The demise of physical tickets will prove a small but crucial loss to the entertainment historians of the future. I am constantly drawn to exhibitions that contain treasure-trove displays of old ticket stubs, as these little pieces of paper have so much to tell us about the venues in question, how they saw themselves and, crucially, how they wanted to be seen. Not to mention, of course, the eye-wateringly upwards course of ticket prices over the years.
I look again at my pinboards and notice the heavier, more expensive paper and the intricate embossed detail of the tickets for the stately Royal Opera House and Glyndebourne, compared with the changing array of funky neon colours on the stubs for the innovative Almeida theatre in north London. If one wanted to track the National Theatre’s concerted efforts at self-reinvention over the past couple of decades, my pinboards would be a very good place to start. If one wanted to trace the giddy price inflation of cinema admissions, my pinboards would reveal that Howards End cost £5, whereas entry to Misbehaviour, with a member’s discount, was £14.20.

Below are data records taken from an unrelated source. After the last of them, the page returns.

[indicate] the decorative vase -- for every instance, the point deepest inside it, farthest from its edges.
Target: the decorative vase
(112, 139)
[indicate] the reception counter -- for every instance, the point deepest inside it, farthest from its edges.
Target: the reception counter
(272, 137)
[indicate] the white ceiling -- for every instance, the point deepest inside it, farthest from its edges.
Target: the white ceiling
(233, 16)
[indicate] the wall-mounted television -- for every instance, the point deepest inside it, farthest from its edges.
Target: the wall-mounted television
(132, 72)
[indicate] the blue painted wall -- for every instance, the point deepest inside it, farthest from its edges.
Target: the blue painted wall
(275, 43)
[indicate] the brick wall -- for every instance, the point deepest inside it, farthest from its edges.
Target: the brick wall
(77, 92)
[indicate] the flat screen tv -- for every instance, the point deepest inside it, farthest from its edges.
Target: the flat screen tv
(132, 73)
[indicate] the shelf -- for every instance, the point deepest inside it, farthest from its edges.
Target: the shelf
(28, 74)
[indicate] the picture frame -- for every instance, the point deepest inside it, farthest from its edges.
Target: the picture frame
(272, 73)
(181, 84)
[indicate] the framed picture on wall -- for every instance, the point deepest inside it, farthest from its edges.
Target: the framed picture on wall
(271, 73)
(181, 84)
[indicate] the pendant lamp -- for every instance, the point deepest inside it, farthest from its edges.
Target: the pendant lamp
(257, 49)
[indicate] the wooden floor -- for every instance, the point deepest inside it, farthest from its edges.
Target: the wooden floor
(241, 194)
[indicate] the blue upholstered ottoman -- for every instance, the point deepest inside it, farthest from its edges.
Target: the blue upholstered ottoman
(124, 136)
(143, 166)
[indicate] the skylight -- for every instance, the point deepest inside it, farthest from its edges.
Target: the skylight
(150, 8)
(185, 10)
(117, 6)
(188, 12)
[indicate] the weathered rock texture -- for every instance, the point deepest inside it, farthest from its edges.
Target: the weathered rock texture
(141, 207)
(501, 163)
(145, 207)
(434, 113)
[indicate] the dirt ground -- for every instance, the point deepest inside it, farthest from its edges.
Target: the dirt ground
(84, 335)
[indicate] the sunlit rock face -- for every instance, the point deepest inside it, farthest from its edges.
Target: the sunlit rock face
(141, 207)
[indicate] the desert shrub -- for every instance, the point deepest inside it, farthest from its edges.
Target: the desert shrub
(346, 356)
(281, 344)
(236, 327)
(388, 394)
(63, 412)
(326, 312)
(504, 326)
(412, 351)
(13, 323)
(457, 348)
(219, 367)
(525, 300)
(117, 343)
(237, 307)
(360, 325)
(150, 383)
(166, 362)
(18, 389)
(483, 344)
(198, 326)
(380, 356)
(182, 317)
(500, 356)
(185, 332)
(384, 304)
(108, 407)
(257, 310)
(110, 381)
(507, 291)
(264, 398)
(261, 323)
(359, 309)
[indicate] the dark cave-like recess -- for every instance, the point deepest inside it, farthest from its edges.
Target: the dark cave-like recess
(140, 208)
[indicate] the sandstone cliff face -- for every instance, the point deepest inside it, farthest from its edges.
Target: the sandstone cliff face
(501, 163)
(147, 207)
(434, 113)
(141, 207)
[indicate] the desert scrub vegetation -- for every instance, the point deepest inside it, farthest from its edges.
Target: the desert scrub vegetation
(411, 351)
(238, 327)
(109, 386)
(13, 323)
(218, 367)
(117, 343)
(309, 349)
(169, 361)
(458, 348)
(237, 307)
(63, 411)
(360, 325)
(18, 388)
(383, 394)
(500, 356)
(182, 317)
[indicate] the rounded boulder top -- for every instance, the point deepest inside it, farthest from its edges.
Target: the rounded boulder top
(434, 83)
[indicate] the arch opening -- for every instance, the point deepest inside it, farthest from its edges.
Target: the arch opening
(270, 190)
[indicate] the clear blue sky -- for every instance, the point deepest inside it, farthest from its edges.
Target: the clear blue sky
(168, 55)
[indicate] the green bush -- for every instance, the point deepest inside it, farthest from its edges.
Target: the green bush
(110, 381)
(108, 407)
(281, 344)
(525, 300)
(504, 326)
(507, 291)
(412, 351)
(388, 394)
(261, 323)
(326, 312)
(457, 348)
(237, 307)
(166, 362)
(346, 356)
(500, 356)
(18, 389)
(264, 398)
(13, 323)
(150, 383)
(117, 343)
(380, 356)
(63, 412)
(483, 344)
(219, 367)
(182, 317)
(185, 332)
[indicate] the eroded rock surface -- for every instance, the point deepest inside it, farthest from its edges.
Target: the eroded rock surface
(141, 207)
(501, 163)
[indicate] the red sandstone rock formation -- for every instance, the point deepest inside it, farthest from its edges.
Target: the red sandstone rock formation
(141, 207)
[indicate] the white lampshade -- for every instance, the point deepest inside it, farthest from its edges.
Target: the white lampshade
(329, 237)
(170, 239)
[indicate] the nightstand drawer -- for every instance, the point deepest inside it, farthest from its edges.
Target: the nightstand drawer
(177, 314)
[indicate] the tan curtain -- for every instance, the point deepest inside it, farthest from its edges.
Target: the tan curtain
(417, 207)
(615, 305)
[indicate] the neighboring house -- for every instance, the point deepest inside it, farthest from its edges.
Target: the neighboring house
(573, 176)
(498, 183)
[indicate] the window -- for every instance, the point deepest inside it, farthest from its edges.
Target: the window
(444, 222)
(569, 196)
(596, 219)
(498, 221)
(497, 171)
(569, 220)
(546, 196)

What to do now? I find myself in a strange sort of ticketing limbo. I have been to two events since culture’s slow reawakening from its corona-induced big sleep and my wallet contains a couple of dog-eared pieces of A4 paper as testament to this fact. Still a mobile-download refusenik, I printed the respective tickets myself at home — but glorious as Jesus Christ Superstar at the Open Air Theatre was, my scrappy low-grade computer paper bears poor witness to its finery. This won’t make it on to the curated pinboard display, and nor will my ticket for an alfresco concert in Chichester, complete with its schoolmarmy reminder to ‘take all your litter home’.
Just before coronavirus struck, I was thinking that my pinboards were looking somewhat overcrowded and that it might be time for one of my painful periodic culls. I’ll hold off now, as it doesn’t seem as though there will be any further tangible keepsakes of good times to replace them in the future.